Ironwood Pharmaceuticals Sells Struggling Microbia Subsidiary to Royal DSM
The chemical giant Royal DSM has agreed to purchase the Lexington, MA-based bio-manufacturing firm Microbia from Ironwood Pharmaceuticals, according to a press release. DSM, based in Heerlen, The Netherlands, has not disclosed terms of the deal.
Xconomy was unable to immediately reach representatives from Microbia and DSM about the transaction.
Microbia (formerly Microbia Precision Engineering) designs microbes used to make chemicals from renewable sources as opposed to traditional petroleum-based methods. Despite its innovative bio-manufacturing technology and its collaborations with major companies such as DuPont (NYSE:DD) and Teva Pharmaceutical Industries (NASDAQ:TEVA), Microbia hasn’t managed to become profitable.
Microbia spun out from Cambridge, MA-based Ironwood (NASDAQ:IRWD) in 2006 as an independent subsidiary of Ironwood. Ironwood has since been a majority owner of Microbia, though it sold a minority stake in the business in September 2006 to the British food and beverage ingredients maker Tate & Lyle.

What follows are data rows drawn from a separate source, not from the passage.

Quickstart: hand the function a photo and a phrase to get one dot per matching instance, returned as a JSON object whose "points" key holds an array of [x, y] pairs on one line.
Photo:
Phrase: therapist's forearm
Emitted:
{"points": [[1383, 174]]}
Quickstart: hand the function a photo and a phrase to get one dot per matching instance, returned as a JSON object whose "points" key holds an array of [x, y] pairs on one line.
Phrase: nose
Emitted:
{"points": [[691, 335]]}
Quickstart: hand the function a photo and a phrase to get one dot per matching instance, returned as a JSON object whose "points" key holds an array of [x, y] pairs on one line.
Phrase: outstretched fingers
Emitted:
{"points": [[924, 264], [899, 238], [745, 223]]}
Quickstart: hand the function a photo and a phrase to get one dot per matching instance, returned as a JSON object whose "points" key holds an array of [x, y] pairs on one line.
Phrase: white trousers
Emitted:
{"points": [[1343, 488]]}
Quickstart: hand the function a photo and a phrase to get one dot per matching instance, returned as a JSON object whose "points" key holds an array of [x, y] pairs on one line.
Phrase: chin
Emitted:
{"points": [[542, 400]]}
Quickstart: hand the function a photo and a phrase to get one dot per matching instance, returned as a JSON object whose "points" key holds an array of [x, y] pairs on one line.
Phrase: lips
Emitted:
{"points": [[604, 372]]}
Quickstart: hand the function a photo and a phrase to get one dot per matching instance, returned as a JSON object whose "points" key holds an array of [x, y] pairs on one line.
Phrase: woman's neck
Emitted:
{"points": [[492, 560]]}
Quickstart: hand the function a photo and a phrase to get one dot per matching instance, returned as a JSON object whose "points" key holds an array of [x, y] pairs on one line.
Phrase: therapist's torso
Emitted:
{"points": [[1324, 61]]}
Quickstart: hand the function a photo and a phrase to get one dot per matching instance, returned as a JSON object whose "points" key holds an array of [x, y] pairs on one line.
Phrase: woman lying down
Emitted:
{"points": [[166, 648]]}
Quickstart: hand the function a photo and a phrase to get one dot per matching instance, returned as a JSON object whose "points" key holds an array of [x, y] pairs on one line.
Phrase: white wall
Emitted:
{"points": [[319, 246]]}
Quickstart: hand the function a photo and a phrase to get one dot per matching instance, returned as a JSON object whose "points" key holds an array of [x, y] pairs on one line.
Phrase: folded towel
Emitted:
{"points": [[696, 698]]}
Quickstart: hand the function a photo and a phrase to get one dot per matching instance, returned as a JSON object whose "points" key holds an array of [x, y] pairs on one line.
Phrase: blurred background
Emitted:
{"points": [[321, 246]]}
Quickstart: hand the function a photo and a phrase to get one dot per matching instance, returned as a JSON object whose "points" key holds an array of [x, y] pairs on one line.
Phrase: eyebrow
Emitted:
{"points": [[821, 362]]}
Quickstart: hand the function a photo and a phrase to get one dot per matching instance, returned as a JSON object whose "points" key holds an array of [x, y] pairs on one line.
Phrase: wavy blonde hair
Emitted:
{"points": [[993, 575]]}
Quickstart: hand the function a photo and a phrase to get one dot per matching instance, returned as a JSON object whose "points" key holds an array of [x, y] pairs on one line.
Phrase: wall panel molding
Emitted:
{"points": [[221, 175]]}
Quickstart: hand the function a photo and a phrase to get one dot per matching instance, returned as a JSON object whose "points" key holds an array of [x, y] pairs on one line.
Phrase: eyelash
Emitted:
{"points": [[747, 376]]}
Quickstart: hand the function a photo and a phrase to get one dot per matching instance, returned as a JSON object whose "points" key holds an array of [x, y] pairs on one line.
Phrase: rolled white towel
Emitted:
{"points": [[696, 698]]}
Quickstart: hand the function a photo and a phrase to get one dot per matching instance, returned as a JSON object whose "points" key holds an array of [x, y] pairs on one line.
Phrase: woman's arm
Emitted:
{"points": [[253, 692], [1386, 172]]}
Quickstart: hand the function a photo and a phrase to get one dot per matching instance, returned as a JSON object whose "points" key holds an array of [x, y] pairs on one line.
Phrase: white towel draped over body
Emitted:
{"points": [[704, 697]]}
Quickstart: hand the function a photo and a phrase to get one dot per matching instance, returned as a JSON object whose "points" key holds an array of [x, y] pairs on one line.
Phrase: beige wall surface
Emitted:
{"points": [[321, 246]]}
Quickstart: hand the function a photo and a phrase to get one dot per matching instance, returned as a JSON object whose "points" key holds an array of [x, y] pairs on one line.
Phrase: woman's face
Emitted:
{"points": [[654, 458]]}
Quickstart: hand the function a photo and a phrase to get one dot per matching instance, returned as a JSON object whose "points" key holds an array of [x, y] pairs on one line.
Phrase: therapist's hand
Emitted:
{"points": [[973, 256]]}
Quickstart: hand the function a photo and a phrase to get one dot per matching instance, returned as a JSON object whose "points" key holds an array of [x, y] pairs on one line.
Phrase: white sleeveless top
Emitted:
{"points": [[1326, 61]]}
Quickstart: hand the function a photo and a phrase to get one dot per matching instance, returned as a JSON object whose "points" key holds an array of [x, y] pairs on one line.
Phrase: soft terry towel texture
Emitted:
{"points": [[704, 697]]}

“We are thrilled to join DSM. Being part of a large global organization, and a world leader in industrial biotechnology, vitamins and carotenoid development, manufacturing and sales will expedite our ability to leverage our proprietary bio-based technology platform,” Kevin Madden, the chief scientist at Microbia, said in a statement.

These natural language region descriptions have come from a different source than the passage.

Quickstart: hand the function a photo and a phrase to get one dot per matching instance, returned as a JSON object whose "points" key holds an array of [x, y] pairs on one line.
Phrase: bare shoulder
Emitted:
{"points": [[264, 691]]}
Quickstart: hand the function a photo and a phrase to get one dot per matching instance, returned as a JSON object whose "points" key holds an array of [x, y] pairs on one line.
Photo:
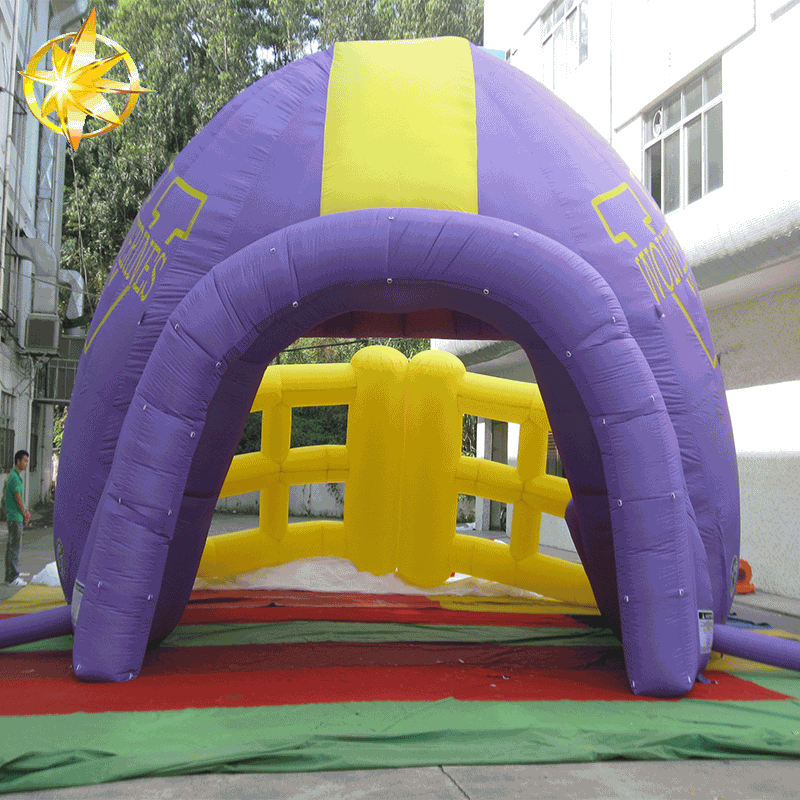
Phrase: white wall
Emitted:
{"points": [[770, 488]]}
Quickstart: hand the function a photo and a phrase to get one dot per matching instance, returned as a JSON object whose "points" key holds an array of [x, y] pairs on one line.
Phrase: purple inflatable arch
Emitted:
{"points": [[493, 212]]}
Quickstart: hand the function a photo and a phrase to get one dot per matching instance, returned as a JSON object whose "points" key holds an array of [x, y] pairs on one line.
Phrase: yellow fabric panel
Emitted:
{"points": [[400, 128]]}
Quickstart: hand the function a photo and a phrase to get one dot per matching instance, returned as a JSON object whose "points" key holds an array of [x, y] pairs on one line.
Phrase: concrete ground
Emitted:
{"points": [[689, 780]]}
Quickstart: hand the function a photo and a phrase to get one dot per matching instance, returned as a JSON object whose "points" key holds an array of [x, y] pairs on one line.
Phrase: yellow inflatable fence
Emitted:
{"points": [[403, 471]]}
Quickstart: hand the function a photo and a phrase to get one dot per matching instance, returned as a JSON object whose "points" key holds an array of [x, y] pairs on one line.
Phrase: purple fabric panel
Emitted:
{"points": [[225, 161], [33, 627], [180, 568], [541, 165], [222, 431], [120, 598], [456, 274], [742, 643]]}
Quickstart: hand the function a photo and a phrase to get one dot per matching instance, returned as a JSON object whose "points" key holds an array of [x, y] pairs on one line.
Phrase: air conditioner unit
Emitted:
{"points": [[42, 333]]}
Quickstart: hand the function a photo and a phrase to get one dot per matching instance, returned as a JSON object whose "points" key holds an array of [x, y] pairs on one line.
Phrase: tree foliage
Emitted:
{"points": [[197, 55], [350, 20]]}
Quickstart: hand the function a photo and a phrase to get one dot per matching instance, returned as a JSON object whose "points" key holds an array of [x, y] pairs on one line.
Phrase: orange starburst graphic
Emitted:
{"points": [[77, 86]]}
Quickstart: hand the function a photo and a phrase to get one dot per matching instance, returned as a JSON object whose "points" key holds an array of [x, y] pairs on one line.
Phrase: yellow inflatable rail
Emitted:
{"points": [[403, 471]]}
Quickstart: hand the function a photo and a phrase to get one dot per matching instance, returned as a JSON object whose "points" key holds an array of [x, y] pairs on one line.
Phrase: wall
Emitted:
{"points": [[770, 488]]}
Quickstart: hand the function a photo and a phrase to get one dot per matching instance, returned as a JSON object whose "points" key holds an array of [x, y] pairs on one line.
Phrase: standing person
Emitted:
{"points": [[17, 516]]}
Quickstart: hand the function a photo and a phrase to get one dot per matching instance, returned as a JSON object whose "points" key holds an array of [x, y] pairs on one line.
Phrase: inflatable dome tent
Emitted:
{"points": [[414, 188]]}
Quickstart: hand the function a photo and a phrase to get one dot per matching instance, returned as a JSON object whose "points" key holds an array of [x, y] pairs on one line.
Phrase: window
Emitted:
{"points": [[10, 276], [6, 432], [19, 112], [683, 142], [36, 421], [565, 40]]}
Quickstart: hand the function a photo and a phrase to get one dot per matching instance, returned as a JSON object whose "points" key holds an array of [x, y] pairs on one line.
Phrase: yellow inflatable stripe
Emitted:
{"points": [[400, 128]]}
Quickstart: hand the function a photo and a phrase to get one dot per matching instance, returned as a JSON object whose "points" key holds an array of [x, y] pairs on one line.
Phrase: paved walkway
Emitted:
{"points": [[695, 780]]}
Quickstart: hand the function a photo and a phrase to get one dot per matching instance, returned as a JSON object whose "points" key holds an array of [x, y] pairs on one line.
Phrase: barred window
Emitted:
{"points": [[683, 142], [6, 431]]}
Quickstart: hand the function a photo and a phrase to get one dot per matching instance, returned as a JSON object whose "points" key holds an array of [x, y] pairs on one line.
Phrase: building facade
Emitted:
{"points": [[37, 357], [693, 97]]}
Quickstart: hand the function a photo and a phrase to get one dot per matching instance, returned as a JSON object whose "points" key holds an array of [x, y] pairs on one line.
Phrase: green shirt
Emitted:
{"points": [[14, 485]]}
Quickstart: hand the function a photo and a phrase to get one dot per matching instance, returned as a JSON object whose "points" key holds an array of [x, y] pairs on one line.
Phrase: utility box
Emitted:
{"points": [[42, 333]]}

Ironwood’s sale of the Microbia subsidiary to DSM might be healthy for its own bottom line. Microbia’s unprofitable business was blamed for $1 million in losses on Ironwood’s balance sheet in 2009, according to its annual financial statement.
DSM said the purchase of Microbia advances its efforts to develop natural carotenoids, which are valuable compounds used as ingredients for foods and nutritional products.
Ironwood, which went public in January 2010, is dedicated to developing drugs such as its lead compound linaclotide for irritable bowel syndrome, while its Microbia subsidiary has been focused on providing microbes and bioprocessing technology to chemical and drug companies and developing natural carotenoids internally.
We’ll update this story when we learn of DSM’s plans for Microbia.